Une charge contre le Conseil constitutionnel

Notre Constitution est mal connue des citoyens, qui n’ont le choix qu’entre des discours politiciens au sens le plus restrictif du terme et d’austères études menées par d’éminents juristes dont le souci d’être compris est le même que celui des professeurs de médecine. Le grand mérite de ce livre de Lauréline Fontaine est d’aborder une question fondamentale du fonctionnement démocratique dans des termes aisément accessibles à tout citoyen.


Lauréline Fontaine, La Constitution maltraitée. Anatomie du Conseil constitutionnel.  Amsterdam, 280 p., 20 €


Le problème se formule aisément. La Constitution du 4 octobre 1958 a instauré une sorte de cour suprême comme il en existe dans la plupart des pays qui se veulent démocratiques : fonctionne-t-elle convenablement ? Le peu que nous sachions généralement des exemples étrangers nous amène à considérer que les modes de désignation et d’exercice de ces cours sont extrêmement variés sans qu’aucun puisse être considéré comme exemplaire. Les membres de notre Conseil constitutionnel sont nommés par tiers tous les trois ans et pour un mandat unique de neuf ans, par les présidents de la République, du Sénat et de l’Assemblée nationale. Leurs collègues américains sont nommés à vie par le président des États-Unis ; en Allemagne, ce sont des juristes qualifiés comme tels et totalement indépendants du monde politique. Comment évaluer le mode français ?

La Constitution maltraitée, de Lauréline Fontaine

L’entrée du Conseil constitutionnel à Paris (2020) © CC3.0/Marc Rees/WikiCommons

La question du mode de désignation ne peut être disjointe de celle que pose la Ve République par nature. Même si l’on juge excessivement polémique la formule de François Mitterrand sur le « coup d’État permanent », on ne peut oublier que notre Constitution a été taillée sur mesure par et pour le général de Gaulle parvenu au pouvoir dans des conditions qui n’étaient pas tout à fait démocratiques. On peut toutefois ajouter que son texte a été considérablement modifié au fil du temps et que les institutions qu’elle créait ont rendu possible l’accession au pouvoir présidentiel de François Mitterrand et l’exercice du pouvoir gouvernemental par Lionel Jospin. C’est au point que le slogan appelant à une « VIe République » manque de crédibilité. Les réformes que prônent ceux qui le ressassent pourraient parfaitement s’intégrer à une révision de la Constitution actuelle, comparable à plusieurs de celles qui ont déjà eu lieu. La situation n’est plus celle de 1959, quand un président du Conseil constitutionnel ne pouvait dire au président de la République que telle mesure proposée par son gouvernement n’était pas constitutionnelle – puisque cette Constitution était son œuvre et taillée pour lui-même.

La question qui sous-tend le livre de Lauréline Fontaine est de savoir si le mode de désignation des membres du Conseil est satisfaisant.
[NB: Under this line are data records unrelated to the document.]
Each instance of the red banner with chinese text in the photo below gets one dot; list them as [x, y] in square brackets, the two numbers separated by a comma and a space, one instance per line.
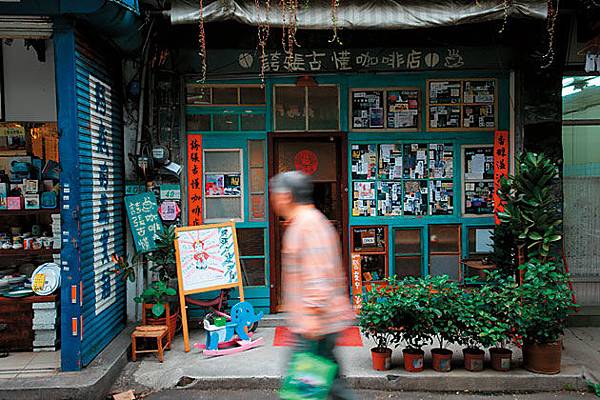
[194, 176]
[500, 167]
[356, 282]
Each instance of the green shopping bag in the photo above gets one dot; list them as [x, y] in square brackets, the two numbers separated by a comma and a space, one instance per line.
[310, 377]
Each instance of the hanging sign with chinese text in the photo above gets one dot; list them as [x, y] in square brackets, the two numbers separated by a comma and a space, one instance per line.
[145, 223]
[500, 167]
[194, 180]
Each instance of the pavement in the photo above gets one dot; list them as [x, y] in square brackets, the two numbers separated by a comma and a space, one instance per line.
[262, 369]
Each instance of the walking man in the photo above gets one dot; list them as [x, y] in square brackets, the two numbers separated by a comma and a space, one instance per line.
[314, 282]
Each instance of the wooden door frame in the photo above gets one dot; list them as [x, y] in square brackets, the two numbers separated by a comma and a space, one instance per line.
[342, 139]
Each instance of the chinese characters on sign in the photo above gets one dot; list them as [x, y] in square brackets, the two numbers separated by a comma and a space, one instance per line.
[194, 180]
[500, 167]
[145, 223]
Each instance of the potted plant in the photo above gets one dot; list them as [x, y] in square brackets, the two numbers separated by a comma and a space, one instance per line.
[375, 319]
[415, 319]
[155, 301]
[445, 300]
[547, 303]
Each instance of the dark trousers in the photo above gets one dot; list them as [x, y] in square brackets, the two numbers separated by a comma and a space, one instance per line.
[324, 347]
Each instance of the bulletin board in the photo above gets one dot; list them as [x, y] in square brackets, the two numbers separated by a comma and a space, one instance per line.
[462, 104]
[207, 259]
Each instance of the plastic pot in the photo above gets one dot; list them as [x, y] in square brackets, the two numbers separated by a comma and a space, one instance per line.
[473, 359]
[414, 360]
[442, 360]
[501, 359]
[542, 358]
[382, 358]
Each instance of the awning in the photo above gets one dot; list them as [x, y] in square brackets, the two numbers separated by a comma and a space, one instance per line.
[357, 14]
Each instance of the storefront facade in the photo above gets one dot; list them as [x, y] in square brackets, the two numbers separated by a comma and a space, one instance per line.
[399, 142]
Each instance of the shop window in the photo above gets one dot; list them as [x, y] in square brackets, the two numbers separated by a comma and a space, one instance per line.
[478, 179]
[468, 104]
[390, 109]
[256, 161]
[251, 244]
[394, 179]
[369, 244]
[408, 252]
[444, 250]
[306, 108]
[223, 185]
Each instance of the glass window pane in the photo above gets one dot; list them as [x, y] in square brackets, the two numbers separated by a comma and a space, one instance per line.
[197, 122]
[222, 161]
[581, 97]
[226, 122]
[197, 94]
[253, 122]
[408, 266]
[323, 108]
[407, 241]
[443, 238]
[223, 208]
[290, 108]
[251, 242]
[373, 267]
[252, 95]
[253, 271]
[225, 95]
[256, 148]
[444, 265]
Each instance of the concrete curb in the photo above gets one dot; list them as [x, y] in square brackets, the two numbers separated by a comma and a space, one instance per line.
[93, 382]
[488, 381]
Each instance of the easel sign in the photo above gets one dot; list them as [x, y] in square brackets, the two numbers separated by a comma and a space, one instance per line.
[207, 259]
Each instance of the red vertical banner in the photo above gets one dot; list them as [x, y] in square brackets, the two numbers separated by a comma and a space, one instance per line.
[194, 175]
[500, 167]
[356, 282]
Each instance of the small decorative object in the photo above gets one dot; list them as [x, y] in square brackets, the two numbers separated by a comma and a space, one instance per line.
[32, 201]
[31, 186]
[13, 203]
[49, 200]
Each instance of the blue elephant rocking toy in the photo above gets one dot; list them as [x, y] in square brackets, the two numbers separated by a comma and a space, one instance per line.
[233, 337]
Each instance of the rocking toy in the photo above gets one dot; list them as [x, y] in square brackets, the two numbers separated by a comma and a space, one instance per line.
[232, 337]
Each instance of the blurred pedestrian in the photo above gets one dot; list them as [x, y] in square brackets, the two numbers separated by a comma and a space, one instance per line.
[314, 283]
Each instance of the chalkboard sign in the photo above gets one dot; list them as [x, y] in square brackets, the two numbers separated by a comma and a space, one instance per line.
[402, 106]
[144, 221]
[367, 109]
[207, 259]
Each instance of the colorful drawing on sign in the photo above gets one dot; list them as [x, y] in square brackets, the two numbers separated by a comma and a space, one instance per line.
[306, 161]
[500, 167]
[207, 258]
[195, 189]
[145, 223]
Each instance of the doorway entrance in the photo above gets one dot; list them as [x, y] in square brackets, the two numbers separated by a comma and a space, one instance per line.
[322, 156]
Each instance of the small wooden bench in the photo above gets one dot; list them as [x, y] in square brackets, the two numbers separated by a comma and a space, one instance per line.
[158, 332]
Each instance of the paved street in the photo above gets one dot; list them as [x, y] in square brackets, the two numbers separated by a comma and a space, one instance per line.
[370, 395]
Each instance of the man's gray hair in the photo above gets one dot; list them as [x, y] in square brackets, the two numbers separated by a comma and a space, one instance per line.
[298, 184]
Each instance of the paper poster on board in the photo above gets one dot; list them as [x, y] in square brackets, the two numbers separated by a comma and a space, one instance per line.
[207, 257]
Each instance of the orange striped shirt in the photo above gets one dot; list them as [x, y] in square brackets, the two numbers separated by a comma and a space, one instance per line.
[315, 285]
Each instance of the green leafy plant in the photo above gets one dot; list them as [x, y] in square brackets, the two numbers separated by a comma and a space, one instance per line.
[530, 207]
[378, 313]
[163, 258]
[157, 294]
[547, 301]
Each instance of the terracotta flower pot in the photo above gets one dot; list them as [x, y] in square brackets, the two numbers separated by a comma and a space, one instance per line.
[414, 360]
[442, 360]
[473, 359]
[382, 358]
[501, 359]
[542, 358]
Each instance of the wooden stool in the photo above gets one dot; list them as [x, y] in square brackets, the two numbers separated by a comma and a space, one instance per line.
[158, 332]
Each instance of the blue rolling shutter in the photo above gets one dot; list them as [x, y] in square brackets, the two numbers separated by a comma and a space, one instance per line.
[101, 191]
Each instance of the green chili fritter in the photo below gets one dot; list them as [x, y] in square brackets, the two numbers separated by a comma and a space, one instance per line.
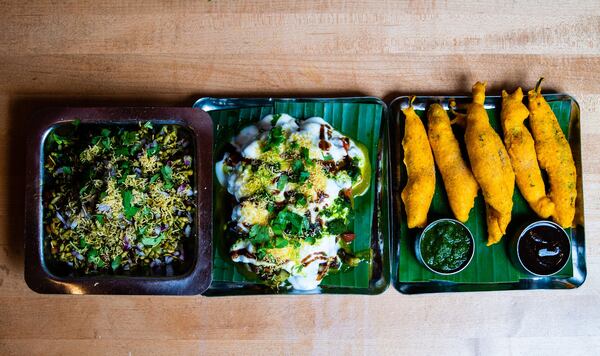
[118, 198]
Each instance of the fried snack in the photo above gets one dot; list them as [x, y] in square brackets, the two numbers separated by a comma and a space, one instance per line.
[521, 150]
[490, 164]
[554, 155]
[420, 169]
[460, 184]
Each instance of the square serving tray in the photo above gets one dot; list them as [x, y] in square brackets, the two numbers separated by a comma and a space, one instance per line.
[491, 268]
[192, 278]
[362, 118]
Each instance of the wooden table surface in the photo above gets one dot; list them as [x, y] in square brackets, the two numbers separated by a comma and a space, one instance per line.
[170, 53]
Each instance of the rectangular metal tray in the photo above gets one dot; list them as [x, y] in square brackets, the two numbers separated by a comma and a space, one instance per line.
[401, 239]
[231, 114]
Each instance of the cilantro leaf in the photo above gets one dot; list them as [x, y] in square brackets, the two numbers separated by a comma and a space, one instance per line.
[336, 227]
[297, 166]
[287, 221]
[167, 172]
[154, 178]
[100, 219]
[274, 139]
[128, 138]
[151, 151]
[275, 119]
[259, 234]
[301, 201]
[281, 242]
[152, 241]
[130, 210]
[303, 176]
[116, 263]
[281, 183]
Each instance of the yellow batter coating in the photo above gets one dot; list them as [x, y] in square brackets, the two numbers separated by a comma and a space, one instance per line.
[460, 184]
[554, 155]
[490, 164]
[420, 169]
[521, 150]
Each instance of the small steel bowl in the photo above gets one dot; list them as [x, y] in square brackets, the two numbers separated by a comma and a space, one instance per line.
[514, 247]
[429, 227]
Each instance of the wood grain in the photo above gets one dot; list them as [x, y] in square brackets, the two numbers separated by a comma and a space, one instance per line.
[171, 53]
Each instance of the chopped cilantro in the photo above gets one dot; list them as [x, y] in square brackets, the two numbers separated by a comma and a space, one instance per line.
[281, 183]
[290, 222]
[336, 227]
[274, 139]
[152, 241]
[151, 151]
[281, 242]
[167, 172]
[259, 234]
[130, 210]
[116, 262]
[275, 119]
[301, 201]
[303, 176]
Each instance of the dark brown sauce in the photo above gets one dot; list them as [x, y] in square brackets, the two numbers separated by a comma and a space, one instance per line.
[544, 249]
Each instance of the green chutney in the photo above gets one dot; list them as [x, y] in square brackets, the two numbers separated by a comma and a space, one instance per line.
[446, 246]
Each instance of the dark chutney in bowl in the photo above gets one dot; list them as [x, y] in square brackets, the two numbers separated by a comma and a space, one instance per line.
[543, 248]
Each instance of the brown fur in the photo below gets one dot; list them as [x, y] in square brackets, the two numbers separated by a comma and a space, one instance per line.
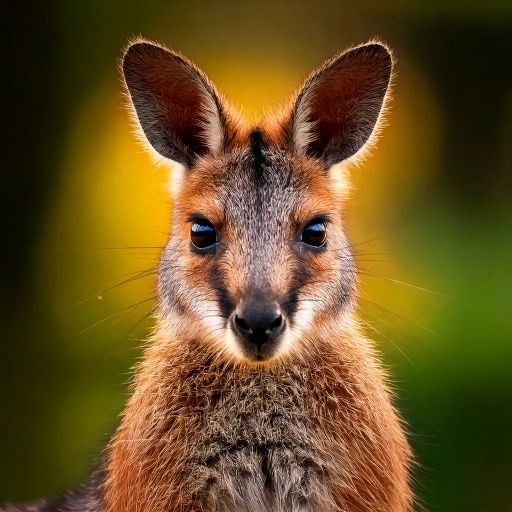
[303, 421]
[312, 427]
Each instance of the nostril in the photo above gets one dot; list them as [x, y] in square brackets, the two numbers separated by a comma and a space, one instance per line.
[242, 323]
[276, 323]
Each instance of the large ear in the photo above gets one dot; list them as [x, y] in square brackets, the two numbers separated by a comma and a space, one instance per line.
[177, 107]
[339, 106]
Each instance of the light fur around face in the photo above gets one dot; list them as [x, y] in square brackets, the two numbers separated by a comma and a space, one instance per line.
[257, 391]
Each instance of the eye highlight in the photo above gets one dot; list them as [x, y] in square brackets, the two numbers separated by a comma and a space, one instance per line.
[203, 234]
[314, 233]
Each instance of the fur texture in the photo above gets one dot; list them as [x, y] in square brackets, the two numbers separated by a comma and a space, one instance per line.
[299, 423]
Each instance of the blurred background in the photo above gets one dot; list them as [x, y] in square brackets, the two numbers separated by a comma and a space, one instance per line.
[85, 215]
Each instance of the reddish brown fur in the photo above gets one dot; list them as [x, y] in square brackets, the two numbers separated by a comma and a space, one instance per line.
[329, 375]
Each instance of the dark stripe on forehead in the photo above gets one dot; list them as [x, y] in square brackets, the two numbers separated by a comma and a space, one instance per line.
[257, 147]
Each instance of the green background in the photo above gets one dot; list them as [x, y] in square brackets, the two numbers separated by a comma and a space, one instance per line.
[431, 216]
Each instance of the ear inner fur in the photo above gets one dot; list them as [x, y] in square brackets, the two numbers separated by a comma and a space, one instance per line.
[339, 106]
[177, 107]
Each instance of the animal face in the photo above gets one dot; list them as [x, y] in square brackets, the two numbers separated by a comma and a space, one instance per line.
[257, 265]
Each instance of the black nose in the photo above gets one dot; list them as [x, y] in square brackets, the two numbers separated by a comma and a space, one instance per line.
[258, 321]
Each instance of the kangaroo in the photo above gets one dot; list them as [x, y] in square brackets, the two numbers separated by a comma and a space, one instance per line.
[257, 390]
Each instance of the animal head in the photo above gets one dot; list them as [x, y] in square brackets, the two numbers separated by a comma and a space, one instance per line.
[257, 266]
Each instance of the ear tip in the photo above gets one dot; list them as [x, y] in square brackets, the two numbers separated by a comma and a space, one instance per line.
[140, 47]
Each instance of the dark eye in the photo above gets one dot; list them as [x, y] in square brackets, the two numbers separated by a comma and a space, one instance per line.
[203, 234]
[314, 233]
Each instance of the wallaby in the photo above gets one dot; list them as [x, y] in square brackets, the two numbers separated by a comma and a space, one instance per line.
[257, 391]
Beaucoup des critiques que formule l’ouvrage sont en effet liées à cette question. Même si les trois présidents précités ne sont pas toujours du même bord politique, il n’est pas absurde de qualifier de « politique » ce mode de désignation. Sur ce constat, il n’y a guère de divergences. Mais faut-il y voir un vice ou une vertu ? Lauréline Fontaine est juriste et elle est sensible aux effets regrettables de cette politisation, contraire au principe de stricte indépendance de toute cour de justice digne de ce nom en pays démocratique. Ses arguments sont forts, mais pas forcément dirimants.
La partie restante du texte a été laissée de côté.